シリーズ唯一のRPG『ロックマンX コマンドミッション』 異例ゆえに不安視され…
マグミクス / 2020年7月29日 18時10分
■「異例」な「ロックマンX」シリーズのコマンドRPG
「異例」。
筆者が『ロックマンX コマンドミッション』(以下、コマンドミッション)を振り返る際、決まってこの言葉が頭をよぎります。というのも本作は、10作以上にも上る「ロックマンX」シリーズ(ナンバリング・派生タイトル合計)のうち、唯一の”コマンドRPG”だったからです。
『コマンドミッション』は、2004年7月29日にカプコンより発売されたゲームキューブ/プレイステーション2用ソフト。本作はナンバリングタイトルではないため、主人公の「エックス」(CV:櫻井孝宏)やその仲間「ゼロ」(CV:置鮎龍太郎)といった主要人物は登場しますが、シリーズ中においては外伝扱いとされています。その所以からか、エックスのビジュアルデザインに幾つか変更が見られるのも特徴的。四肢のブラックカラーに加え、首周りには赤いビームマフラーも搭載されていました。

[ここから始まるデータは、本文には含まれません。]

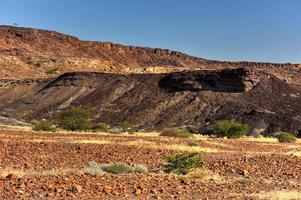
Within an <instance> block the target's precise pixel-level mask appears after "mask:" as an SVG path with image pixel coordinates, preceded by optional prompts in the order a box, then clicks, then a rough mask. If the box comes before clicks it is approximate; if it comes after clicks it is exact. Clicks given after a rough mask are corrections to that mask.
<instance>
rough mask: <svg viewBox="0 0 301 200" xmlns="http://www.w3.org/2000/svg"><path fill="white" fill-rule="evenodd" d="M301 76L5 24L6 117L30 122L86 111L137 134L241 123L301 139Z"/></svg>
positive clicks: (160, 49) (201, 130)
mask: <svg viewBox="0 0 301 200" xmlns="http://www.w3.org/2000/svg"><path fill="white" fill-rule="evenodd" d="M104 72H105V73H104ZM300 77H301V66H300V65H298V64H272V63H253V62H219V61H210V60H205V59H201V58H195V57H192V56H188V55H185V54H183V53H180V52H174V51H170V50H164V49H152V48H143V47H132V46H124V45H117V44H113V43H109V42H90V41H81V40H79V39H77V38H76V37H72V36H68V35H64V34H60V33H57V32H53V31H45V30H38V29H28V28H16V27H9V26H0V116H3V117H8V118H9V117H12V118H16V119H19V120H24V121H30V120H31V119H36V118H40V119H42V118H48V119H55V116H56V113H57V112H58V111H59V110H61V109H64V108H67V107H69V106H70V105H85V106H87V107H89V108H90V109H91V110H92V112H93V114H94V120H95V121H96V122H99V121H102V122H106V123H109V124H113V125H114V124H117V123H120V122H123V121H127V122H129V123H131V124H134V125H135V126H136V128H137V129H141V128H142V129H146V130H153V129H160V128H164V127H171V126H179V125H189V126H192V127H194V128H195V129H198V130H199V131H200V132H203V131H204V130H205V128H206V126H207V125H208V124H210V123H211V122H213V121H214V120H217V119H237V120H240V121H243V122H247V123H249V124H250V125H252V126H254V127H257V126H259V125H258V124H265V125H266V127H267V131H266V134H271V133H273V132H277V131H280V130H283V131H291V132H293V133H295V134H296V135H298V134H299V135H301V115H300V113H301V105H300V102H301V78H300ZM257 129H258V130H259V129H262V127H257Z"/></svg>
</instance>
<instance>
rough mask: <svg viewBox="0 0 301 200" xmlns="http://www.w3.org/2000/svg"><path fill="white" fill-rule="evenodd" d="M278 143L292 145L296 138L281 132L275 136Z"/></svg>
mask: <svg viewBox="0 0 301 200" xmlns="http://www.w3.org/2000/svg"><path fill="white" fill-rule="evenodd" d="M275 137H276V138H277V139H278V141H279V142H287V143H294V142H296V138H295V137H294V135H292V134H291V133H289V132H281V133H280V134H279V135H276V136H275Z"/></svg>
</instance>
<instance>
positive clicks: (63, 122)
mask: <svg viewBox="0 0 301 200" xmlns="http://www.w3.org/2000/svg"><path fill="white" fill-rule="evenodd" d="M58 121H59V125H60V127H62V128H64V129H66V130H71V131H77V130H78V131H82V130H86V129H89V128H91V113H90V111H89V110H87V109H86V108H83V107H81V106H78V107H75V106H72V107H71V108H69V109H68V110H64V111H61V112H60V113H59V115H58Z"/></svg>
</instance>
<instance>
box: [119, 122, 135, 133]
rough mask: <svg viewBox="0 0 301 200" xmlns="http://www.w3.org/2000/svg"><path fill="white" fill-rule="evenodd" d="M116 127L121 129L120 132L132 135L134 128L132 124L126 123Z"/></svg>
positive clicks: (124, 123)
mask: <svg viewBox="0 0 301 200" xmlns="http://www.w3.org/2000/svg"><path fill="white" fill-rule="evenodd" d="M118 127H119V128H120V129H121V131H122V132H127V133H129V134H134V126H133V125H132V124H129V123H128V122H121V123H119V125H118Z"/></svg>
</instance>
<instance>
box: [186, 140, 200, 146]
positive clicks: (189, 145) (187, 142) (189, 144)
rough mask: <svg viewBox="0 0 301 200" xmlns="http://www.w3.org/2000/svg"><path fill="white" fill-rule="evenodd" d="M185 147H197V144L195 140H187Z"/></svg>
mask: <svg viewBox="0 0 301 200" xmlns="http://www.w3.org/2000/svg"><path fill="white" fill-rule="evenodd" d="M187 145H188V146H190V147H197V146H199V143H198V142H197V141H195V140H188V141H187Z"/></svg>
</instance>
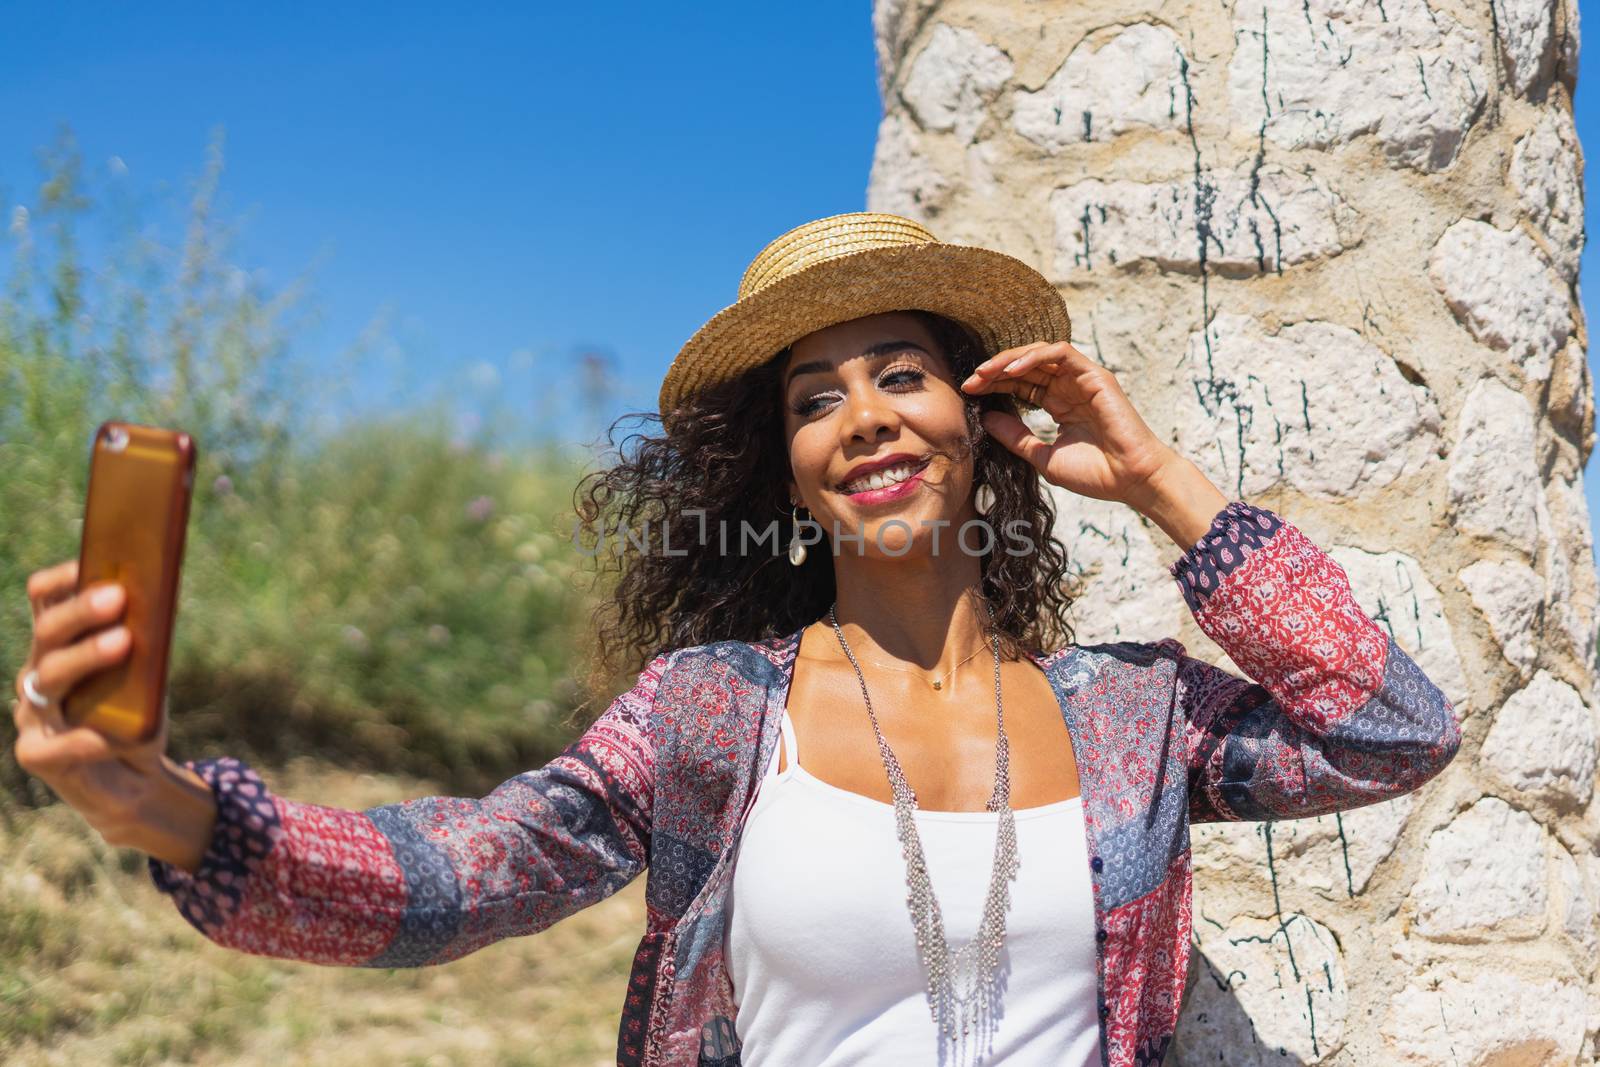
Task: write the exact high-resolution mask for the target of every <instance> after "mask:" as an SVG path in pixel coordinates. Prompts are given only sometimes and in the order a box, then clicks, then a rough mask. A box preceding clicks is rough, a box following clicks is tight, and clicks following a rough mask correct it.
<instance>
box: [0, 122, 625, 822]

本編中はエックスを中心に数名から成るパーティーを編成。反乱活動を企てるAIロボット「レプリロイド」を阻止するべく、とある事件の発端となった人工島「ギガンティス」を舞台にさまざまな強敵と相対します。エックスを操作して3Dフィールドを自由に探索。道中にはびこる敵をエンカウントの後に退け、各ステージ内のギミックを解いて先へと進む。そして最奥に待ち構える個性的なボスも打ち負かし、章仕立てのストーリーを読み解く……というのが、本作の基本的な流れ。冒頭でコマンドRPGと述べた通り、キャラクターの育成要素、及びターンベース制とコマンド選択方式をアレンジした戦闘システムに重きが置かれていたのです。
しかし、発売当時は「なんで『ロックマンX』がRPGになったの?」と『コマンドミッション』の作風に疑問を感じたユーザーも多かったように思われます。そもそも「ロックマンX」シリーズは1993年の誕生以降、スピーディーな横スクロールアクションを根幹に据えて発展を遂げてきました。こうした”アクション特化”のゲームシステムから真逆の”RPG”に様変わりするとなれば、少なからず不安視されるのも仕方なかったのかもしれません。
■計4名の新キャラクターに心惹かれた
とはいえ『コマンドミッション』の蓋を開けてみると、筆者の場合は「むしろよくまとまったRPG」という印象を受けました。エンカウント率の高さやボリューム不足といった荒削りな面も見られますが、従来シリーズのテイストを踏襲しつつ、開発陣が戦闘中のテンポ感を含めて”「ロックマンX」らしさ”を意識していたのは間違いないでしょう。そうした評価点に加え、筆者はエックスと行動を共にするパーティーキャラクターの面々に心惹かれていました。
シリーズ作品に登場済みのエックス、ゼロ、「アクセル」(CV:高山みなみ)を除き、本作から登場するパーティーキャラクターは「スパイダー」(CV:神奈延年)、「マッシモ」(CV:川津泰彦)、「マリノ」(CV:鈴木麻里子)、「シナモン」(CV:野中藍)の計4名。作中ではボイス付きのイベントシーンやエックスとの会話を通し、彼らの心情や個々の置かれた環境、反逆心に満ちた敵組織「リベリオン」と戦う理由などが明かされました。
特に印象深いのが、最序盤からエックスと結束を強めるスパイダー。当初は謎めいたギャンブラーとして登場を果たしますが、敵の攻撃から味方をかばうだけでなく、時には味方を敵陣から脱出させるために自爆を図るなど、攻略を進めるにつれて仲間を想う熱情が露わになります。それゆえに、ゲーム後半で発覚する新事実はインパクト大。打倒リベリオンを目標に遠路はるばる歩んできたユーザーに対し、圧倒的な存在感を知らしめました。
それまで「ロックマンX」が培ってきた伝統から一転、コマンドRPGを標榜に掲げた『コマンドミッション』。惜しいことに本作は過去タイトルを収録した『ロックマン X アニバーサリー コレクション』には入っておらず、今から遊ぶとなれば少々手間がかかってしまいます。懐かしのレトロゲームがHDリマスター化されて最新機種にかえってくるように、本作もいつの日か奇跡の復活を遂げてほしい。シリーズ唯一の異例に魅せられたファンとして、そう切望してやみません。